Invoices Itemizing Work Performed: In this method, you carefully review detailed invoices provided by the service provider. This method may be appropriate when the invoices provide reliable information to help you determine when the performance criteria have been met.

 

Other Monitoring Plan: The rules are designed to give agencies flexibility to use another method of monitoring the service provider’s performance if the Agency determines that a different plan would effectively oversee the service provider’s compliance with the contractual requirements of a particular contract.

 

3. Reviewing Performance: The contract must also include a clause describing methods to effectively review performance of the contract. According to the statute, the review clause should include (but is not limited to) performance measurements. Service contracts need to include practical, workable, objective and precise performance measures. “Performance measures” may include quality, input, output, efficiency, or outcome measures, and are intended to assist you in determining whether performance has been satisfactory. Because the type of services contracted for will vary widely from agency to agency or contract to contract, it is not possible to devise a one–size–fits–all measurement standard. The key is to tailor means of assessing performance to the specific circumstances involved. Be careful not to create a numerical measure which is unsuitable for the type of services at issue. As noted above, gathering inappropriate, irrelevant or misleading numbers just for the sake of having a numerical measure is not the intent of the statute or rules.

 

The rules define each of the types of measures listed in the rules as follows:

 

Outcome measures” means the mathematical expression of the effect on customers, clients, the environment, or infrastructure that reflects the purpose of the service, product or activity produced or provided.

 

Output measures” means the number of services, products or activities produced or provided.

 

Efficiency measures” means unit cost or level of productivity associated with a given service, product or activity.

 

Quality measures” means the mathematical expression of how well the service, product or activity was delivered, based on characteristics determined to be important to the customer.

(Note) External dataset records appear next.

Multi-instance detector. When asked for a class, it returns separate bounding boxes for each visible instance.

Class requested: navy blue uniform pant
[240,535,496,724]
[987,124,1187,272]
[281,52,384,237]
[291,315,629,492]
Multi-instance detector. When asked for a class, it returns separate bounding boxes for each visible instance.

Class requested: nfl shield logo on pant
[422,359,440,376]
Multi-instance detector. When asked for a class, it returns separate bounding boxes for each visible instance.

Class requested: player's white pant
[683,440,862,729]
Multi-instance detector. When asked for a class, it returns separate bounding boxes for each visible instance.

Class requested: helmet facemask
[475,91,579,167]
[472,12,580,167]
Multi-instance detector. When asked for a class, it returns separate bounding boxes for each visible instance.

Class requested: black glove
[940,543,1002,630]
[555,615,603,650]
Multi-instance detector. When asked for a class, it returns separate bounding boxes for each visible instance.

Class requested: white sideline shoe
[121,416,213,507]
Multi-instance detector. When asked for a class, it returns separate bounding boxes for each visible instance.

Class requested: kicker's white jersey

You may wish to consult the chapter on Performance Contracting in the State of Iowa Performance Measures Guide for suggestions on how to develop performance measures. Some examples of possible performance criteria for different types of services are included in this Guidebook at Chapter 8. The examples are intended only to give you some ideas, they are not the only options and you are not required to use criteria off of the list if some other criteria would be more appropriate for your contract.

 

Other Review Plan: The rules also provide that agencies may use another review plan when appropriate. The rules are designed to give agencies flexibility to use another method of reviewing the service provider’s performance if the Agency determines that a different plan would effectively reviews the service provider’s performance in a particular contract.

 

Payment clauses, monitoring provisions, and review provisions should all work in harmony with each other. All such provisions should be as concrete as possible, and should be written in language which will be readily understood by those performing service contracts and by those monitoring or reviewing a service provider’s performance. Above all, always remember that the goal is more accountable government, not busy work. You should adapt all provisions to the purpose of and risks involved in a particular contract. Far more precision will be required, for instance, in assessing performance of a multi–million dollar service contract effecting the health or safety of Iowans, than would be warranted in assessing the performance of a $1,000 service contract designed to secure a routine service, such as window cleaning. However, in both instances the public has a vested interest in assuring public funds are appropriately expended.